The Daphne Jackson Trust helps people to secure a job in academia after spending time away. Margaret O’Hara, a medical physicist, has found the trust’s help invaluable, but says that gaining its backing is far from the only step that a returning researcher must take.

“It’s not a quick or easy solution,” O’Hara told Research Fortnight. “There’s no guarantee of success, and you have to have an institution that will support you.” It can take up to a year to apply, she says, and the trust advises you to go for other awards at the same time: “It would rather you found something on your own terms.”

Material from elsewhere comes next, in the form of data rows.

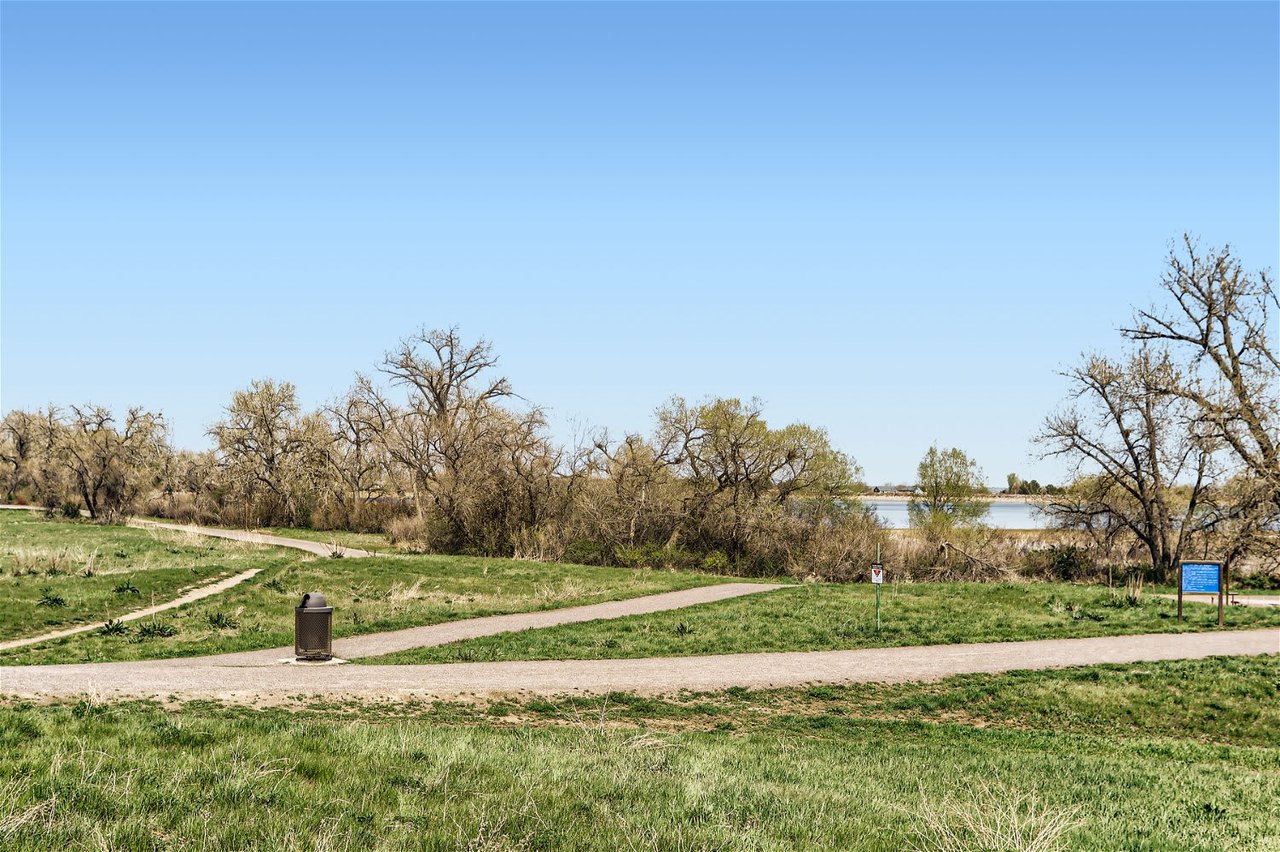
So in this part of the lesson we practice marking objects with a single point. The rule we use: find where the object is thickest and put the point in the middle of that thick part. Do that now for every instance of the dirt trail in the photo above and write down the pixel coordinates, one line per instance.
(252, 683)
(316, 548)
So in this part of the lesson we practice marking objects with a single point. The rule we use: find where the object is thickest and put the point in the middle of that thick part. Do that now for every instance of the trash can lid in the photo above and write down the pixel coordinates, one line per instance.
(312, 600)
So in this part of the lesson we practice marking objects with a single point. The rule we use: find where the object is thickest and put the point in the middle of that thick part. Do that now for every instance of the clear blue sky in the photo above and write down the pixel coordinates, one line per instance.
(895, 221)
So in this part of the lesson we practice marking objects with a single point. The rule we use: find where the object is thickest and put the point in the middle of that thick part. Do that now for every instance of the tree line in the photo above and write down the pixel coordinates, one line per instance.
(1171, 444)
(437, 449)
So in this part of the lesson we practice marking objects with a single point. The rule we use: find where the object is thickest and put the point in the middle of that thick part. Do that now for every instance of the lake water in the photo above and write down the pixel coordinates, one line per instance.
(1005, 514)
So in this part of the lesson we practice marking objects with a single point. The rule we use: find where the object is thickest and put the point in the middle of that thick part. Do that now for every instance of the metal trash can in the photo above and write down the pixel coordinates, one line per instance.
(312, 628)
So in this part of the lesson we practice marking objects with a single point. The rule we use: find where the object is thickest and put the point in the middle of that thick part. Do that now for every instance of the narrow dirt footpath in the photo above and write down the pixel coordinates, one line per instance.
(433, 635)
(200, 592)
(248, 685)
(316, 548)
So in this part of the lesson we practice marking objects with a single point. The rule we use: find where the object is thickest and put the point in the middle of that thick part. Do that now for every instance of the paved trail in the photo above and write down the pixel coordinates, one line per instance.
(257, 676)
(250, 683)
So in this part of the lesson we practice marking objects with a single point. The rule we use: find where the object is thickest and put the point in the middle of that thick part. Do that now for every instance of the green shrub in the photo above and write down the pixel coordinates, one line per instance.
(584, 552)
(1059, 562)
(717, 562)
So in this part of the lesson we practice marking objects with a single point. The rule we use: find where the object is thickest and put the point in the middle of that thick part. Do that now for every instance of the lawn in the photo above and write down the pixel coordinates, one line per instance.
(1192, 764)
(818, 617)
(56, 573)
(369, 595)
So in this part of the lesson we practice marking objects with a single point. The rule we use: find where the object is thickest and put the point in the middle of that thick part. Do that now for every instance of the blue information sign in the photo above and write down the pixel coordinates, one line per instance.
(1201, 577)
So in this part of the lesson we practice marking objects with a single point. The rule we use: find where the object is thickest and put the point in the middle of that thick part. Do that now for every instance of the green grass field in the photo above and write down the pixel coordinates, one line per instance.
(100, 572)
(828, 617)
(371, 595)
(1155, 756)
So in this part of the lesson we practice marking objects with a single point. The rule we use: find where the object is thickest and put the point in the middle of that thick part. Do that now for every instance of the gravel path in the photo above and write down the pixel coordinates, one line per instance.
(1239, 600)
(193, 595)
(254, 683)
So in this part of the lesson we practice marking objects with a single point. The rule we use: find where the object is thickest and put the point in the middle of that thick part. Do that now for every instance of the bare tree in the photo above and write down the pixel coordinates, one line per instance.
(1216, 324)
(265, 452)
(1141, 461)
(731, 463)
(109, 466)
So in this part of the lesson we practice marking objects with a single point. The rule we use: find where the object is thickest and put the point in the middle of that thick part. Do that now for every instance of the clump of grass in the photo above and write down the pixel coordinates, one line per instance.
(51, 599)
(114, 627)
(156, 630)
(14, 816)
(992, 818)
(220, 621)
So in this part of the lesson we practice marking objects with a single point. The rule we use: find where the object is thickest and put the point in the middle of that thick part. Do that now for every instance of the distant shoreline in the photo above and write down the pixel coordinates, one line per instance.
(988, 498)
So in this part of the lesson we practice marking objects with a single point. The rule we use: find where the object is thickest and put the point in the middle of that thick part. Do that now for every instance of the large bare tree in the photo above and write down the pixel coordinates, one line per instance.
(1216, 323)
(1142, 461)
(109, 465)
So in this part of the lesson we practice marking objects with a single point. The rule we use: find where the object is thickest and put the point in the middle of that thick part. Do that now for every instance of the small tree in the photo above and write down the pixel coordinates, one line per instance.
(949, 484)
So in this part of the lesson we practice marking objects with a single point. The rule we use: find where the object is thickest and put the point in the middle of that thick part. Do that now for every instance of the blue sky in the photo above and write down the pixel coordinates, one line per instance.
(892, 220)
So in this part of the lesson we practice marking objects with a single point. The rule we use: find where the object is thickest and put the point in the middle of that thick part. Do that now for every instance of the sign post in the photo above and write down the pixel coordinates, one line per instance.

Indeed, the trust takes measures to ensure that it has the perfect applicant before proceeding. “It wants to establish that you really won’t return to science if you don’t get its grant,” O’Hara says. This meant she had to emphasise issues that she might have downplayed on a normal application. “The trust was saying that with my references it looked like I could get a job easily, and asking what was stopping me. So I explained that if I could up sticks then I would, but I couldn’t. I had a young family. My partner had a job. They told me that needed to be on my first page.”

O’Hara says she wouldn’t be where she is now—coming to the end of a 2-year fellowship—without the trust’s support. “It wants to get women back into science,” she says. “It’s one of the only ones trying to repair the leaking pipe.” The trust can’t fully fund a fellowship itself, but will help to secure money from other sources, she says. “I get a salary and £1,000 for travel to conferences and workshops. There’s a lot of moral support from the trust, but financially you need wider support.” Consumables, she says, are unlikely to be covered, and fellows have to be creative to cover such costs. Things may be improving though: Medical Research Scotland and the Genesis Research Trust are both working with the trust to provide fellowships that come with £10,000 for consumables.

The trust aims to have most fellowships funded before seeking applicants, but O’Hara was one of the few to gain the trust’s backing without a confirmed source of funding. In the end she didn’t have to wait more than a couple of months before the Engineering and Physical Sciences Research Council and the University of Birmingham agreed to fund a 2-year position, but she says it can take longer than that and funding is not guaranteed.

This might seem a tricky situation, but a spokeswoman for the trust explains that it is vital to keep some prospective fellowships open-ended: “We also want to fill a niche for individuals who know they want to get back into research but haven’t found the perfect connection.”